There are many pieces that contribute towards a good mystery drama, and they are created to perfection. There is a profusion of potential suspects, though thankfully the movie does not take on the process of elimination. That keeps enough surprises in the two and half hour movie to keep everyone interested and guessing. The cast of characters in the movie, while sometimes approaching Agatha Christie-esque classification, remain decently three dimensional. The movie has a slightly dated feel to it, as if capturing the 90's, though this is not necessarily a bad thing.

That said the screenplay has plausibility gaps, that are typical of novel adaptations. The contrived Christmas scene with Mikael's family comes to mind. There are also the inevitable technological dumb-ifications for mainstream consumption. Typing "find machine, connect machine" on a terminal, should not allow you to hack into other people's computers. But I guess that is the only way to convey what just happened, when your hacker is more reticent than Hugh Jackman in the Swordfish.

The movie is a great example of a dark murder mystery, that has been refreshed for the Google era. There is an underlying angst, that is overridden not by hope but a sense of purpose. Characters are wounded and grey, but still manage to convey a sense of right and wrong. It is almost poetically appropriate that the author of the novel Stieg Larsson gained success posthumously. It is that sense of black irony that pervades and gives life to the movie itself.

March 04, 2011

Blade Runner

Blade Runner is a movie that has, rightfully, gained a cult following among both science fiction and cyber punk aficionados. The movie is a much a story about the life of a "blade runner" as it is a stylized rendering of a gritty melting pot of urban cultures in the near alternate future. Blade Runner is the movie follows the trail set by 2001, to deliver a slow paced and immersive thriller.

Set in a seedy metropolis (Los Angeles of the future), Blade Runners are cops employed to "retire" runaway androids. In an attempt to support off-world exploration requirements, the Tyrell corporation bio-engineers sophisticated humanoid robots (called Replicants), that are used for hazardous mining and other operations. After a revolt outside Earth, Replicants are declared illegal under the penalty of death.

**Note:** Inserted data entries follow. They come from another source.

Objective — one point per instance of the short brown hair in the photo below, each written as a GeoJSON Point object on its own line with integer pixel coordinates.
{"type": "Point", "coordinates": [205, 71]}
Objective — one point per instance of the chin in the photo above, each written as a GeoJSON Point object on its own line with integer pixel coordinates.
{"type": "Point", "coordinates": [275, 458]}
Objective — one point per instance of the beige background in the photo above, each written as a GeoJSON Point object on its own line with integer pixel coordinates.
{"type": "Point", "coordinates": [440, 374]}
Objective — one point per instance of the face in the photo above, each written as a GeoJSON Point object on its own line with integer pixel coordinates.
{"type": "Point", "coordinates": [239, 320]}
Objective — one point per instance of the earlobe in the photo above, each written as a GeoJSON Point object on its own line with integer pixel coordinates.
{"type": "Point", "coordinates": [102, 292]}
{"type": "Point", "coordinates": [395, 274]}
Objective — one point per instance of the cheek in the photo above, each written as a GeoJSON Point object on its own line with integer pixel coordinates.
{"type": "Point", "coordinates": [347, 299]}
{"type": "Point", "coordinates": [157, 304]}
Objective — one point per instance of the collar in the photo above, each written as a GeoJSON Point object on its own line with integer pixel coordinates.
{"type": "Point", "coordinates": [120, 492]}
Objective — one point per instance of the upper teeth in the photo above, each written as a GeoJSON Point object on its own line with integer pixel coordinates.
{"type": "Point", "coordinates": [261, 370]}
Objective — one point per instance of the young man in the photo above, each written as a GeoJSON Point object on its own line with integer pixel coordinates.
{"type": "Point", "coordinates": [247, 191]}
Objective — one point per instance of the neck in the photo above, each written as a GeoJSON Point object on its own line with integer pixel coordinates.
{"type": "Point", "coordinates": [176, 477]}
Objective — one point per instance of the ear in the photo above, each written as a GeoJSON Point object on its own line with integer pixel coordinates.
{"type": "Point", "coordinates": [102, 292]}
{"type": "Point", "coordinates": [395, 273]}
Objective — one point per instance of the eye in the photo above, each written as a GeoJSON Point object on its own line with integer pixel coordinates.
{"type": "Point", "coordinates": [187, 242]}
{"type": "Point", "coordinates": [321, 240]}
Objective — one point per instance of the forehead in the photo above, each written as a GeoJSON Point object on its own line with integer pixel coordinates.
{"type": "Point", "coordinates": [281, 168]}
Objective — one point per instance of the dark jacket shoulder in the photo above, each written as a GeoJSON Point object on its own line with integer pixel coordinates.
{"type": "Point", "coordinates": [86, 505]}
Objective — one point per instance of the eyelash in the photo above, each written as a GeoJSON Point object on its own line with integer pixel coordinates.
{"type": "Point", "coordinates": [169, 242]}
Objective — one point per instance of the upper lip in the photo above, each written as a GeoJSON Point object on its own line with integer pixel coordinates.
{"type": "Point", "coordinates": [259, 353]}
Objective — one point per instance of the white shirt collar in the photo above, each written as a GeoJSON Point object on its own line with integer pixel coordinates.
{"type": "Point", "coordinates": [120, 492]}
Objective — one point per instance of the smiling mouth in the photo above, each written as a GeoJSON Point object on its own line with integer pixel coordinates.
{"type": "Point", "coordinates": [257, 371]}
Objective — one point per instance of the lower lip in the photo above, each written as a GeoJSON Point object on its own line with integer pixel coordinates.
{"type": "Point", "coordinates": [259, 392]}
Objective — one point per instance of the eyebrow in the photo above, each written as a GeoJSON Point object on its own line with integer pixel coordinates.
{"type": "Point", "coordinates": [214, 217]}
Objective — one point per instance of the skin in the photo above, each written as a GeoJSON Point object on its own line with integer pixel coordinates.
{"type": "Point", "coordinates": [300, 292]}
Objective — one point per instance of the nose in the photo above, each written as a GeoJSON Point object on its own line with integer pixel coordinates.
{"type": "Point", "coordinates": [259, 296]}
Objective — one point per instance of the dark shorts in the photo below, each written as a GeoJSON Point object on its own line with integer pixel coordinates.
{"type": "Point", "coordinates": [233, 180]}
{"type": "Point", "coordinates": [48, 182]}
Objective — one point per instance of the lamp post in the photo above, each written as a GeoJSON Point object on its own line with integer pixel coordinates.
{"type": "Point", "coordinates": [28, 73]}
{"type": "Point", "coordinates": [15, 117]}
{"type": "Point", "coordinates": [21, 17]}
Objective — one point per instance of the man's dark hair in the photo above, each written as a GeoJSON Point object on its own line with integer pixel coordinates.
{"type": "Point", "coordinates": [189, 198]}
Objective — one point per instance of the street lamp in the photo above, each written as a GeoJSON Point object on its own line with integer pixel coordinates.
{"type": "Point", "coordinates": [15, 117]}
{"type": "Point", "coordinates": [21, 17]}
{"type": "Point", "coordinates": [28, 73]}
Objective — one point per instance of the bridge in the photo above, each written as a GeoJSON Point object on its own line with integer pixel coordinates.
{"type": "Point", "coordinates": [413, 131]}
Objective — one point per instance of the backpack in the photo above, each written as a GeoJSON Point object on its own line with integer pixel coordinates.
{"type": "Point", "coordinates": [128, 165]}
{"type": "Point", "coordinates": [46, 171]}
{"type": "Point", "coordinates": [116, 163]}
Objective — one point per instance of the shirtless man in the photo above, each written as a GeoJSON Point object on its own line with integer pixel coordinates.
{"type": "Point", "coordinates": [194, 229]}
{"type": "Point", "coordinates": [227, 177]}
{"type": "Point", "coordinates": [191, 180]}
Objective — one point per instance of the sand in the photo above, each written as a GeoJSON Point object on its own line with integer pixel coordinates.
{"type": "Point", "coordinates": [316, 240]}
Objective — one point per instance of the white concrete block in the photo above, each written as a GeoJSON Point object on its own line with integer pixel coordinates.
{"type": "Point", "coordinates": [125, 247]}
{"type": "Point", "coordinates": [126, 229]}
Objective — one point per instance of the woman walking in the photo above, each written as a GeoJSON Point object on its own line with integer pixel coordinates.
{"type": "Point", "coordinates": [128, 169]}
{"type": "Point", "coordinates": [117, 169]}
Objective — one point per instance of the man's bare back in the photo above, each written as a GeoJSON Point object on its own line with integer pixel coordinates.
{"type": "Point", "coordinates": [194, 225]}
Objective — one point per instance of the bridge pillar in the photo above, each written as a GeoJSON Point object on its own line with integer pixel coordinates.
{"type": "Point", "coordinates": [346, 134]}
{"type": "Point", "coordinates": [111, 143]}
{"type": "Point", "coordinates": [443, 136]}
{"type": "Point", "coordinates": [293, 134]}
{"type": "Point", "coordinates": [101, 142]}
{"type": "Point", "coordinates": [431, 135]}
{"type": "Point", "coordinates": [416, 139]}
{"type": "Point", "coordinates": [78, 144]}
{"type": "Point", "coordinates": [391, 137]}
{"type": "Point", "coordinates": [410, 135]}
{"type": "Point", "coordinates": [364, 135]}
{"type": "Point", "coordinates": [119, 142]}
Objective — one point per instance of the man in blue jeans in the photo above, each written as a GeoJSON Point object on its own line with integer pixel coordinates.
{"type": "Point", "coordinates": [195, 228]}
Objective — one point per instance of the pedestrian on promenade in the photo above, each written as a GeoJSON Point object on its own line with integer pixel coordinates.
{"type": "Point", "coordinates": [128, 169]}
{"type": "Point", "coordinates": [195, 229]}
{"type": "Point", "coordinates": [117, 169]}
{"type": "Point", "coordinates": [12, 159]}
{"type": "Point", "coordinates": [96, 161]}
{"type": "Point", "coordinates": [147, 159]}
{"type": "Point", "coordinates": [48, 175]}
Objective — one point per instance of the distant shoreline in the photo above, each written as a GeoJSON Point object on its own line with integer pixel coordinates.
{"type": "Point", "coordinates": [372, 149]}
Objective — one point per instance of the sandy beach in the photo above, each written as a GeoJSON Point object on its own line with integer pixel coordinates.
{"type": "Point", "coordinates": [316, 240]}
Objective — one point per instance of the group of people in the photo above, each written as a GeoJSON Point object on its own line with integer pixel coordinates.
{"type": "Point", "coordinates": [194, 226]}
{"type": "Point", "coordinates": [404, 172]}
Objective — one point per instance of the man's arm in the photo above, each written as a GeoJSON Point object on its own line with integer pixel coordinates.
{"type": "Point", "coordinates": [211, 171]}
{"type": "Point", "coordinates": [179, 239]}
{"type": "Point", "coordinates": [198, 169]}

However all Replicants have a crucial flaw built into them. They can only live for four years. The reason for this was the fact that while a Replicant was endowed with all human prowess, they did not have enough time to accumulate experiences to develop an emotional personality.

In November 2019, Rick Deckard (Harrison Ford), a Blade Runner is called out of retirement to persue a team of four Replicants that has infiltrated L.A. As he reluctantly sets off tracing clues, he also discovers a new model Replicant Rachael (Sean Young) that has been given a past and a real chance to develop an emotional core. Already plagued by his inability to trivialize the killing of Replicants, Rick is increasingly unable to separate his feelings between, humans, the rogue Replicants, and the one new model Replicant, that is almost indistinguishable from humans. Things come to a head when Rachael saves his life by killing one of the runaway Replicants.

The movie is one of the best examples of creating a punk universe in visuals and sound. The screen is forever a kaleidoscope of garish lamps, rain, fog and humans of all hues and colors. The sound complements perfectly, evoking a beautifully melodic barren landscape. In fact the music promises way more than the cinematography of the 80s could ever hope to fulfill. The characters, true to the genre, are brooding, menacing and utterly egocentric (in a good way).

The problem with movies like Blade Runner, for me, are the way cinematic elements of the era creep into an otherwise timeless experience. Action sequences for the movie, for example, seem to borrow heavily from the kung-fu mania of the time. In a world that is so beautifully crafted to be timeless, this anachronism is jarring at times. You almost wish they refreshed the movie periodically, updating sequences to be more in step with the time without redoing the rest of it. That I guess would be impossible till we do have Replicants of Ford to update the action sequences for us. When that happens, I suspect, we will be too busy retiring them to worry about updating movies.